The Artemis programme aims to establish a sustainable lunar base that can serve as a stepping stone for deeper exploration. Notably, Italian fashion house Prada will have a hand in designing the spacesuitsfor the Artemis III mission, which is expected to return astronauts to the Moon around mid-2027 (the first crewed lunar landing since 1972).

But these ambitions will require enormous energy. Solar panels suffice for many orbital tasks, yet in the deep shadow of craters or on long missions to Mars, they fall short. That is why companies such as Zeno Power are developing so-called: “nuclear batteries” to supply reliable baseload power in extreme environments, ensuring continuous operations where sunlight cannot reach.

Competition

As space becomes commercial, it also becomes geopolitical. The end of the ISS partnership marks a new phase of competition between major powers. China already operates the Tiangong space station, and Russia aims to deploy a station by 2030. Space diplomacy and security are now as important as science.

The threat of space weapons, anti-satellite systems, jammers, or even orbital interceptors, has become more than theoretical.

Africa is rarely part of this conversation, yet the continent is already being drawn into the orbital race. Djibouti, for instance, has partnered with China to build a spaceport and small-satellite infrastructure.
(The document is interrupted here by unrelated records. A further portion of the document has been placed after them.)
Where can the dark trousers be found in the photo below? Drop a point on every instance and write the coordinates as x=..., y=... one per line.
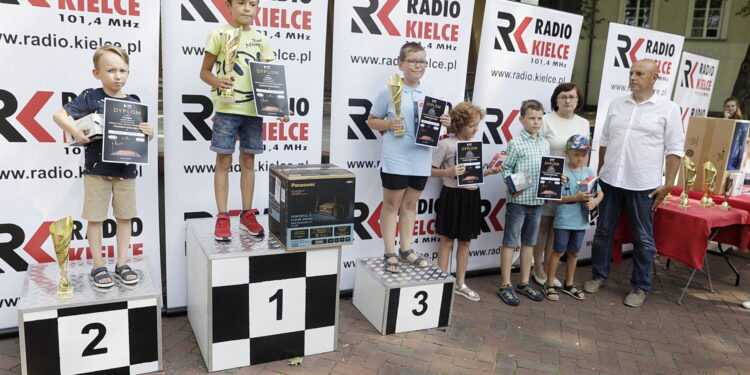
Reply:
x=638, y=205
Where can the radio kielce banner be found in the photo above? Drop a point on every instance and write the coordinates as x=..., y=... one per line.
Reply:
x=695, y=84
x=368, y=35
x=625, y=46
x=297, y=33
x=47, y=48
x=524, y=53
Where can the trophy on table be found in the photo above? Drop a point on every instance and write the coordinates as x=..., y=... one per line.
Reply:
x=688, y=176
x=725, y=205
x=61, y=232
x=709, y=178
x=231, y=44
x=396, y=85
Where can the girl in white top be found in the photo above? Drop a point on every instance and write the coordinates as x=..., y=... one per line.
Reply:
x=557, y=127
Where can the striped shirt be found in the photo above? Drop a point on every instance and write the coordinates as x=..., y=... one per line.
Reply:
x=525, y=154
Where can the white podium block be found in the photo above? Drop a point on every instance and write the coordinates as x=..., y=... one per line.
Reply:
x=416, y=298
x=102, y=331
x=250, y=301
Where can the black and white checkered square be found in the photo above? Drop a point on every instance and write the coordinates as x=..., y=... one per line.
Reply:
x=273, y=307
x=108, y=338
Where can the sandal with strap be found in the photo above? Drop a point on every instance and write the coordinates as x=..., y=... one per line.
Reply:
x=574, y=291
x=550, y=292
x=392, y=267
x=417, y=262
x=99, y=274
x=463, y=290
x=122, y=273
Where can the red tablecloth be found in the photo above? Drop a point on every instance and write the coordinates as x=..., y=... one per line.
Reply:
x=738, y=236
x=682, y=235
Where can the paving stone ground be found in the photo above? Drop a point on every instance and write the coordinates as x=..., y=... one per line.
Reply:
x=710, y=334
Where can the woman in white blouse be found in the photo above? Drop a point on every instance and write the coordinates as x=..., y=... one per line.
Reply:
x=557, y=127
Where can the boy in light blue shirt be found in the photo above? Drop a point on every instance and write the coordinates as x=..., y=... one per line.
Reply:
x=571, y=220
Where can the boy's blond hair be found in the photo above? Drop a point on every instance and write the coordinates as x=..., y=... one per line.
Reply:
x=531, y=104
x=462, y=115
x=409, y=47
x=113, y=49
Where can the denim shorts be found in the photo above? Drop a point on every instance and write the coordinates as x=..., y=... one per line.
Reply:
x=228, y=127
x=521, y=224
x=568, y=240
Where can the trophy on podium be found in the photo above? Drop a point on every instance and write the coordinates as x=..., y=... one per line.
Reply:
x=688, y=176
x=396, y=85
x=231, y=44
x=709, y=178
x=61, y=232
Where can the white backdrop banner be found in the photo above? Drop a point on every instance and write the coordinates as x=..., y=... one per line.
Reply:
x=367, y=39
x=297, y=32
x=47, y=48
x=696, y=79
x=524, y=53
x=625, y=46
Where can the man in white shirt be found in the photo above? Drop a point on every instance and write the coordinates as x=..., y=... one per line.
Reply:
x=640, y=130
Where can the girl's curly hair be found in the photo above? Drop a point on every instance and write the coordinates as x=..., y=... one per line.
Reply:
x=462, y=115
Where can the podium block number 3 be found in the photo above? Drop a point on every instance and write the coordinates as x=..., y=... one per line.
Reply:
x=419, y=307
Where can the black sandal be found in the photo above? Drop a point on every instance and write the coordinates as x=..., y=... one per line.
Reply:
x=573, y=291
x=417, y=262
x=98, y=274
x=550, y=292
x=392, y=267
x=122, y=273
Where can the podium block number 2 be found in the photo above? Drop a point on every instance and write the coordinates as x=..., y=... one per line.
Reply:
x=94, y=341
x=91, y=348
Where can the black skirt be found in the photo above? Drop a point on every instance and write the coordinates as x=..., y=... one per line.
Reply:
x=458, y=214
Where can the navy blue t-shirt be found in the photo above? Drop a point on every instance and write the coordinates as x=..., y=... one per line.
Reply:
x=92, y=101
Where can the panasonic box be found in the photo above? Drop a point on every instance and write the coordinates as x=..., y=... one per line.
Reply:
x=311, y=205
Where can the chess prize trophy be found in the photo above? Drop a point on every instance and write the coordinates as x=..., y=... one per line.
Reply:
x=709, y=178
x=396, y=86
x=61, y=232
x=688, y=175
x=725, y=205
x=231, y=45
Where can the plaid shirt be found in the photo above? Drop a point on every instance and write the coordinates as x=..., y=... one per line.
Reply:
x=525, y=154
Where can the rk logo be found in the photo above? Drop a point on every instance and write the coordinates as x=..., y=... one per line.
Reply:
x=365, y=15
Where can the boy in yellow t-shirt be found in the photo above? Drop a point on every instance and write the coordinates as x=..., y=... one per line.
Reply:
x=238, y=119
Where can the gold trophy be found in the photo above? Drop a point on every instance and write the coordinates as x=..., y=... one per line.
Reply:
x=61, y=232
x=709, y=178
x=231, y=44
x=725, y=205
x=396, y=85
x=688, y=176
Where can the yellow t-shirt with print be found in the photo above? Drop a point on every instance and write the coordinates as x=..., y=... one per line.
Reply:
x=254, y=47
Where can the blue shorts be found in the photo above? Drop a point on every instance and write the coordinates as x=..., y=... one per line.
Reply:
x=228, y=127
x=521, y=224
x=568, y=240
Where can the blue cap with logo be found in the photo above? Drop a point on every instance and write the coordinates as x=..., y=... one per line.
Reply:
x=578, y=142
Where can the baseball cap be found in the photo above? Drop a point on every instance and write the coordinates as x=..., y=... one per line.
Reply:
x=578, y=142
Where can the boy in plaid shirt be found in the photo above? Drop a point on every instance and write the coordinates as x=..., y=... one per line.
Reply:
x=523, y=211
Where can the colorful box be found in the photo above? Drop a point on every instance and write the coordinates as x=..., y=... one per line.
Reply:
x=311, y=205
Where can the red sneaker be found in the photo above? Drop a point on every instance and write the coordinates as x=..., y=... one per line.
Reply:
x=222, y=232
x=249, y=224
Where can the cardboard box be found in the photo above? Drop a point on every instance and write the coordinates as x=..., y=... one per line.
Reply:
x=720, y=141
x=311, y=205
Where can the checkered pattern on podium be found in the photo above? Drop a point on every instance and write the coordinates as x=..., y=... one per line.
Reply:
x=416, y=298
x=114, y=331
x=263, y=304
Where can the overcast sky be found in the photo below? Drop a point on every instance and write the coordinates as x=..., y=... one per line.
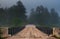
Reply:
x=29, y=4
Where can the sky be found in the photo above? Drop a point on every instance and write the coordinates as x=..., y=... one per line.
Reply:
x=29, y=4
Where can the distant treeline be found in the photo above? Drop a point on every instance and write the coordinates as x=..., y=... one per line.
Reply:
x=16, y=15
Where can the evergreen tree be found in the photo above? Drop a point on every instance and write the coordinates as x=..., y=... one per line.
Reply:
x=54, y=17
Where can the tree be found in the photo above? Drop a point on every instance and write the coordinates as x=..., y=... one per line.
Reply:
x=54, y=17
x=1, y=34
x=17, y=12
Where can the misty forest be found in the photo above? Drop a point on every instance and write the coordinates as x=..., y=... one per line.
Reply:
x=16, y=16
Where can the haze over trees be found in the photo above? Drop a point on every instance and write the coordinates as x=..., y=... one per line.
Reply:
x=42, y=16
x=15, y=15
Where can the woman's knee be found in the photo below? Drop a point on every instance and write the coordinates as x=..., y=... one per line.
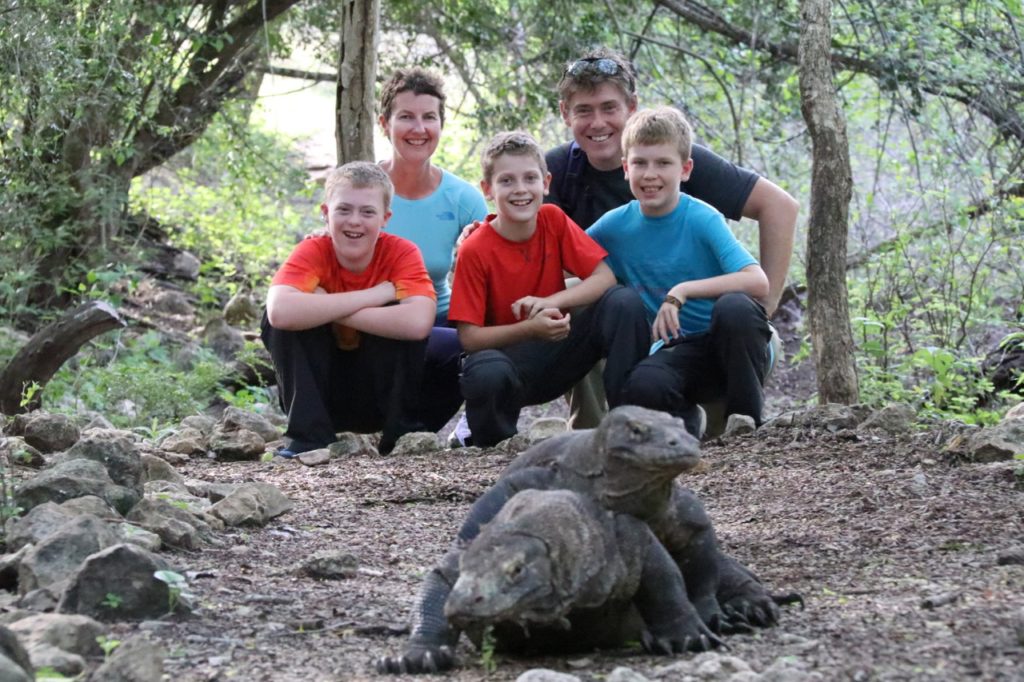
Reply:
x=649, y=385
x=737, y=311
x=485, y=373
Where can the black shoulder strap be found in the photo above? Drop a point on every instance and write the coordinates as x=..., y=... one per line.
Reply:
x=568, y=192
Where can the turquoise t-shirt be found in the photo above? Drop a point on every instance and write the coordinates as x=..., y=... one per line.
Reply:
x=652, y=255
x=434, y=222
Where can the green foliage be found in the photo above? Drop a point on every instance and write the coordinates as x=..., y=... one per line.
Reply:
x=8, y=508
x=112, y=600
x=139, y=374
x=176, y=587
x=92, y=94
x=238, y=198
x=487, y=644
x=108, y=645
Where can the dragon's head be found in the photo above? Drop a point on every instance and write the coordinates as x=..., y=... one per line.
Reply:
x=504, y=578
x=526, y=565
x=644, y=451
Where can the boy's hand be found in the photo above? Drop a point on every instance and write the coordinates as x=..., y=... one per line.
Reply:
x=666, y=325
x=527, y=306
x=466, y=231
x=386, y=291
x=551, y=325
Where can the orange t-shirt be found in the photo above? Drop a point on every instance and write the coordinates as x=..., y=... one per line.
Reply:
x=312, y=263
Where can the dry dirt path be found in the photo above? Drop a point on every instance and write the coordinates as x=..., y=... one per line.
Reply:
x=866, y=529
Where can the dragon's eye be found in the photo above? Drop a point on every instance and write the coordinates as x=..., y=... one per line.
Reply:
x=514, y=570
x=638, y=431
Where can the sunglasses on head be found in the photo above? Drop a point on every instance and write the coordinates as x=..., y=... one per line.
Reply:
x=603, y=66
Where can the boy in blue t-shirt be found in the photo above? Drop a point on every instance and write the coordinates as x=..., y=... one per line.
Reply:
x=697, y=283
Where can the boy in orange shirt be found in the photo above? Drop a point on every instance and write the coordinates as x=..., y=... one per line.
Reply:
x=347, y=320
x=511, y=305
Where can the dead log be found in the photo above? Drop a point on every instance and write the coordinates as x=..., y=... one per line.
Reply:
x=45, y=352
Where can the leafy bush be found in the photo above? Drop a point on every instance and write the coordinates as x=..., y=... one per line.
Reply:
x=230, y=199
x=135, y=378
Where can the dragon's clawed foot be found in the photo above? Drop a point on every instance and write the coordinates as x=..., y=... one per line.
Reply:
x=417, y=661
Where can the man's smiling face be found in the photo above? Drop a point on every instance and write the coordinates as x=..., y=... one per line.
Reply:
x=597, y=118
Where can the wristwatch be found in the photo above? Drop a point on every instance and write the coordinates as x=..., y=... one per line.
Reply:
x=673, y=301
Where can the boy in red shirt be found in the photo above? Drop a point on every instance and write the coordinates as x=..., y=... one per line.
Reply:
x=347, y=320
x=511, y=304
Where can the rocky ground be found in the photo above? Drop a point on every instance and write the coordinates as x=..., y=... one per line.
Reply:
x=908, y=553
x=902, y=553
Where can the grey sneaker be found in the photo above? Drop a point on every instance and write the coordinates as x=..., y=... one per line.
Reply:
x=461, y=435
x=696, y=421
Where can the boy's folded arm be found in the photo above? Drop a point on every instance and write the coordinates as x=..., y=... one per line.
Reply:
x=550, y=325
x=474, y=337
x=412, y=320
x=291, y=308
x=589, y=290
x=751, y=281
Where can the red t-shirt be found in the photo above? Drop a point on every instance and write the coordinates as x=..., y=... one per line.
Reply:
x=313, y=263
x=494, y=272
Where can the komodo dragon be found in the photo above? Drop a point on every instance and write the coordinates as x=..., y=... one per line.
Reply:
x=628, y=464
x=554, y=571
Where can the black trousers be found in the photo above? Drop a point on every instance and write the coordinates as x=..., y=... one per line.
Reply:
x=324, y=389
x=498, y=383
x=729, y=360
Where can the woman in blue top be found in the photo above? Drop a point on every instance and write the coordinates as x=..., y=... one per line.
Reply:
x=430, y=208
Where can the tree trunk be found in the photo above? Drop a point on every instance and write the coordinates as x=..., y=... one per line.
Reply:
x=45, y=352
x=832, y=188
x=356, y=74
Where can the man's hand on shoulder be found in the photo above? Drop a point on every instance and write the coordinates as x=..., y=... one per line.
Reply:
x=551, y=325
x=466, y=231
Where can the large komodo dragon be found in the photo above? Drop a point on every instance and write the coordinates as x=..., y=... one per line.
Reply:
x=628, y=464
x=555, y=571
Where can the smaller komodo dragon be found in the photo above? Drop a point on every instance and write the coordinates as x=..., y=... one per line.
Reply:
x=628, y=465
x=556, y=572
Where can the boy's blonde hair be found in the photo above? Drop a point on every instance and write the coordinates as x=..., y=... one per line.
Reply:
x=359, y=174
x=516, y=143
x=657, y=126
x=417, y=81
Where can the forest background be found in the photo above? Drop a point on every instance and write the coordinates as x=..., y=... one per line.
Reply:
x=125, y=124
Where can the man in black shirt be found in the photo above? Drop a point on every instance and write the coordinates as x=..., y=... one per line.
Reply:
x=597, y=94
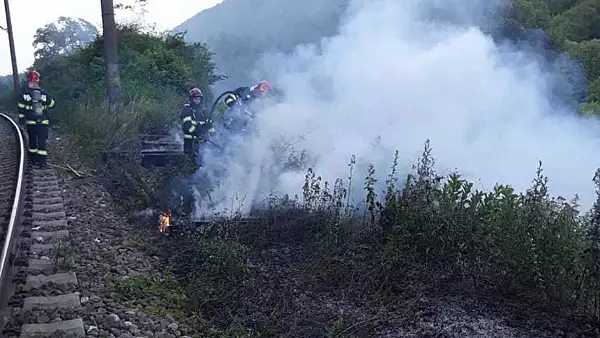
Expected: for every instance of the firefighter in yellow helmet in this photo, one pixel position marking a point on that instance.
(238, 115)
(33, 106)
(195, 121)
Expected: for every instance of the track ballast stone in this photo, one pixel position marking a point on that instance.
(46, 303)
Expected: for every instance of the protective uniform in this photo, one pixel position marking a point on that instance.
(33, 106)
(239, 116)
(195, 123)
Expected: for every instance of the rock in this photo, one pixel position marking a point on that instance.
(173, 327)
(113, 318)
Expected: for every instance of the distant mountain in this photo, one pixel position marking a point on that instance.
(240, 31)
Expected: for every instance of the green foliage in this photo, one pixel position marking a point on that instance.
(160, 295)
(532, 245)
(63, 37)
(573, 25)
(156, 72)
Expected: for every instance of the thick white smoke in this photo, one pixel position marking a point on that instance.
(392, 76)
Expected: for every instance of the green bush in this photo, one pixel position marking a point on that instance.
(156, 73)
(528, 244)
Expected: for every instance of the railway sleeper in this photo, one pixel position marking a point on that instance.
(45, 301)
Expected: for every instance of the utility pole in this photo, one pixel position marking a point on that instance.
(11, 45)
(109, 32)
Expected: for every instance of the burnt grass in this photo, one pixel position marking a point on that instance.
(284, 277)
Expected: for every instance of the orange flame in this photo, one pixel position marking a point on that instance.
(164, 222)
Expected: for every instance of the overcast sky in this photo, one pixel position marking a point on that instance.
(28, 15)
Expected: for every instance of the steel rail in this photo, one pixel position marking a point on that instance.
(16, 207)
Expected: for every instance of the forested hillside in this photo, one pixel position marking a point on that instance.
(238, 38)
(427, 255)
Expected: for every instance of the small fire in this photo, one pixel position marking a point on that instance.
(164, 222)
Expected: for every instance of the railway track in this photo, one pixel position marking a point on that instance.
(39, 298)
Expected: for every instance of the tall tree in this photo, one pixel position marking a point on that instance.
(63, 37)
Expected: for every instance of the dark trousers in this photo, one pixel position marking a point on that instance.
(38, 136)
(189, 146)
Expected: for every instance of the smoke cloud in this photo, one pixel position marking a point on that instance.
(401, 72)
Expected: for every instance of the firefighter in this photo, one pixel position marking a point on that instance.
(33, 106)
(239, 116)
(195, 121)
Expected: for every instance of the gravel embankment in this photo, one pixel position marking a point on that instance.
(106, 251)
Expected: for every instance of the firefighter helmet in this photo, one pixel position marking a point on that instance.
(195, 92)
(264, 87)
(33, 76)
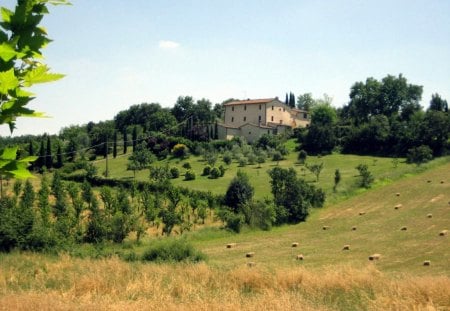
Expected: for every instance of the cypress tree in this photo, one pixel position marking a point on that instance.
(48, 155)
(134, 137)
(124, 142)
(59, 159)
(115, 145)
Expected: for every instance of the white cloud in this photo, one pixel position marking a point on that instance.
(166, 44)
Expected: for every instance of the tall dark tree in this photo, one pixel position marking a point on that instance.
(438, 104)
(115, 145)
(239, 192)
(59, 157)
(134, 137)
(125, 142)
(48, 154)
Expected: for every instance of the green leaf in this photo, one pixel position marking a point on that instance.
(8, 81)
(6, 15)
(7, 52)
(40, 74)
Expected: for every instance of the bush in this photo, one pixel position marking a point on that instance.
(172, 250)
(419, 155)
(227, 158)
(179, 151)
(215, 173)
(222, 170)
(174, 172)
(206, 170)
(190, 175)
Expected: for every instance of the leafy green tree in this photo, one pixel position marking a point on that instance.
(293, 196)
(21, 67)
(305, 102)
(419, 155)
(438, 104)
(316, 169)
(239, 192)
(367, 178)
(140, 159)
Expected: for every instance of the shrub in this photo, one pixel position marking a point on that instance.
(215, 173)
(190, 175)
(222, 170)
(227, 158)
(419, 155)
(172, 250)
(179, 151)
(206, 170)
(174, 172)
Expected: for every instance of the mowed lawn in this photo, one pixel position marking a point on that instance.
(383, 169)
(378, 230)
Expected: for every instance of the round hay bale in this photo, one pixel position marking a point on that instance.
(374, 257)
(231, 245)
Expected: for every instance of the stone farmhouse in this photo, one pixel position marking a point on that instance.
(252, 118)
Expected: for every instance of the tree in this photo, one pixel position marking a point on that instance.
(293, 196)
(321, 136)
(305, 102)
(337, 179)
(239, 192)
(367, 178)
(48, 154)
(316, 169)
(438, 104)
(21, 67)
(140, 159)
(115, 145)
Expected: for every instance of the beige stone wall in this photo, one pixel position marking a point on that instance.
(238, 115)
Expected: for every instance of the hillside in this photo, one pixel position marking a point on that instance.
(377, 231)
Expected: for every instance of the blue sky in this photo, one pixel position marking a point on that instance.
(120, 53)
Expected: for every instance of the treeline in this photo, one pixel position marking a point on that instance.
(382, 118)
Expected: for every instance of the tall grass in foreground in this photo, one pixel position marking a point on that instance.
(36, 282)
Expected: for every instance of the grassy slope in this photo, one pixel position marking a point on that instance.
(378, 231)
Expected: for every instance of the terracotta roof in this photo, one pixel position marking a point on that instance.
(251, 101)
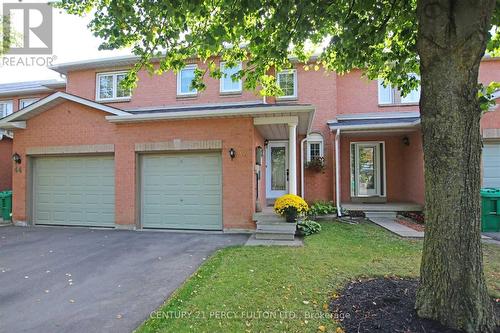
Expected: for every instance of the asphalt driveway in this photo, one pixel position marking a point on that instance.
(85, 280)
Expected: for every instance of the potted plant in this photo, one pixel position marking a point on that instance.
(290, 206)
(316, 164)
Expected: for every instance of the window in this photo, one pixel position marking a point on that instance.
(390, 95)
(27, 102)
(314, 146)
(5, 108)
(109, 88)
(227, 84)
(185, 79)
(287, 81)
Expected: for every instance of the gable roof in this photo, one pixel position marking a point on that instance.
(17, 119)
(30, 87)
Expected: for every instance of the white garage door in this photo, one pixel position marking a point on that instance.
(182, 191)
(491, 165)
(78, 191)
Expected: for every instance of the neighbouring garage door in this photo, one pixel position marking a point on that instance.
(182, 191)
(78, 191)
(491, 165)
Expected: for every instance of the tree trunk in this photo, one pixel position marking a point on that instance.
(452, 39)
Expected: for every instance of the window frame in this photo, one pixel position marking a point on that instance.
(222, 66)
(7, 102)
(179, 81)
(295, 90)
(23, 100)
(395, 94)
(114, 87)
(315, 138)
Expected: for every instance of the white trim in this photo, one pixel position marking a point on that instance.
(7, 102)
(179, 92)
(260, 110)
(315, 138)
(378, 115)
(30, 101)
(276, 120)
(275, 194)
(288, 71)
(60, 95)
(222, 66)
(114, 87)
(379, 172)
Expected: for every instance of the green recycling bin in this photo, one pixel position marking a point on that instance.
(490, 209)
(6, 205)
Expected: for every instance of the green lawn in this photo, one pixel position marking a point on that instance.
(276, 289)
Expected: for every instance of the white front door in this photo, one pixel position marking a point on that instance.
(277, 169)
(367, 174)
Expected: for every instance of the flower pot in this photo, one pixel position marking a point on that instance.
(291, 216)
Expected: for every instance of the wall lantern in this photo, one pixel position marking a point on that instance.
(232, 153)
(16, 158)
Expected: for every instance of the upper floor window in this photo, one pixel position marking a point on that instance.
(109, 87)
(185, 79)
(287, 81)
(314, 146)
(5, 108)
(27, 102)
(227, 83)
(390, 95)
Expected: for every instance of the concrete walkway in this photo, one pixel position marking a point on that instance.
(407, 232)
(397, 228)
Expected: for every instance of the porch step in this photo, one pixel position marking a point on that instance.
(274, 235)
(380, 214)
(271, 226)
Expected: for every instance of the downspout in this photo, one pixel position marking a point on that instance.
(337, 171)
(302, 186)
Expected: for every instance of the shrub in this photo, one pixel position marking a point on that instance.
(322, 208)
(308, 227)
(290, 206)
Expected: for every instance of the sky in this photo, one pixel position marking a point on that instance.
(72, 41)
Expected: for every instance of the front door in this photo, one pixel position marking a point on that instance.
(277, 169)
(367, 172)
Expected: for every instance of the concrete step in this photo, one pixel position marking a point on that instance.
(274, 235)
(279, 227)
(379, 214)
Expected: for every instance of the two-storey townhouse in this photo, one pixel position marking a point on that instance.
(167, 156)
(13, 97)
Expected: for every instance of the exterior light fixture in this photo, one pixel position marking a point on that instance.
(16, 158)
(232, 153)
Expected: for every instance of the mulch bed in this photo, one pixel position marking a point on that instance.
(410, 224)
(382, 305)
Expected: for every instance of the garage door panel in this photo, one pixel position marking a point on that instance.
(491, 165)
(182, 191)
(74, 191)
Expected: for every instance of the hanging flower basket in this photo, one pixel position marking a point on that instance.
(316, 164)
(291, 207)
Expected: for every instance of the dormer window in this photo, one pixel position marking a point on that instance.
(185, 79)
(388, 95)
(227, 83)
(109, 87)
(287, 81)
(27, 102)
(5, 108)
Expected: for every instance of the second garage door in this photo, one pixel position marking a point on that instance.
(78, 191)
(182, 191)
(491, 165)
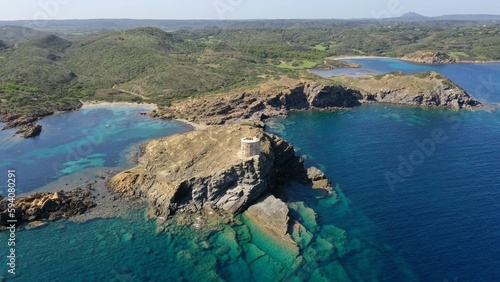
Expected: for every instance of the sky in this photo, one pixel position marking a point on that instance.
(237, 9)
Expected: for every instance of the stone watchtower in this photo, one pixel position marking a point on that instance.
(250, 147)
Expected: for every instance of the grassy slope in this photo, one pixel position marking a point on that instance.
(49, 73)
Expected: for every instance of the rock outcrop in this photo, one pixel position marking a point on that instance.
(25, 125)
(271, 213)
(258, 106)
(47, 206)
(425, 89)
(204, 168)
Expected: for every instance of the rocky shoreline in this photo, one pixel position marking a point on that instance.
(203, 172)
(433, 90)
(41, 207)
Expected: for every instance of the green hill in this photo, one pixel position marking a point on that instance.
(42, 73)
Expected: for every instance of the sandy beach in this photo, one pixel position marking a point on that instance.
(94, 104)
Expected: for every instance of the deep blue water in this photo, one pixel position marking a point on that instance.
(442, 214)
(72, 142)
(435, 218)
(481, 80)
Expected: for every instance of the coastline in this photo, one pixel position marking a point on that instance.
(95, 104)
(339, 58)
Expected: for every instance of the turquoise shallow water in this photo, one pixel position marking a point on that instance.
(443, 216)
(72, 142)
(438, 222)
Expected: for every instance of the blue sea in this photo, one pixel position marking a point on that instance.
(418, 197)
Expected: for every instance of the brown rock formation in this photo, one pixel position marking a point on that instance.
(47, 206)
(204, 168)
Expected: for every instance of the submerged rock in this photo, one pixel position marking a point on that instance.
(271, 213)
(47, 206)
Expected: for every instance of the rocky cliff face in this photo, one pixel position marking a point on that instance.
(204, 169)
(426, 89)
(257, 105)
(441, 96)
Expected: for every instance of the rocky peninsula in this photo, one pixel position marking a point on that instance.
(206, 170)
(276, 98)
On the surface, such projects promise economic development; in reality, they also expand Beijing’s strategic reach. Just as China’s Belt and Road Initiative has transformed ports and railways, its space partnerships extend influence into communications and surveillance.

The commercialisation of space marks a new turning point in human progress. In the West, the baton has passed from governments to entrepreneurs. But this transition also raises urgent questions of sovereignty, regulation, and access. Space is no longer a scientific abstraction, it is a functioning economy, an arena of competition, and a tool for national development.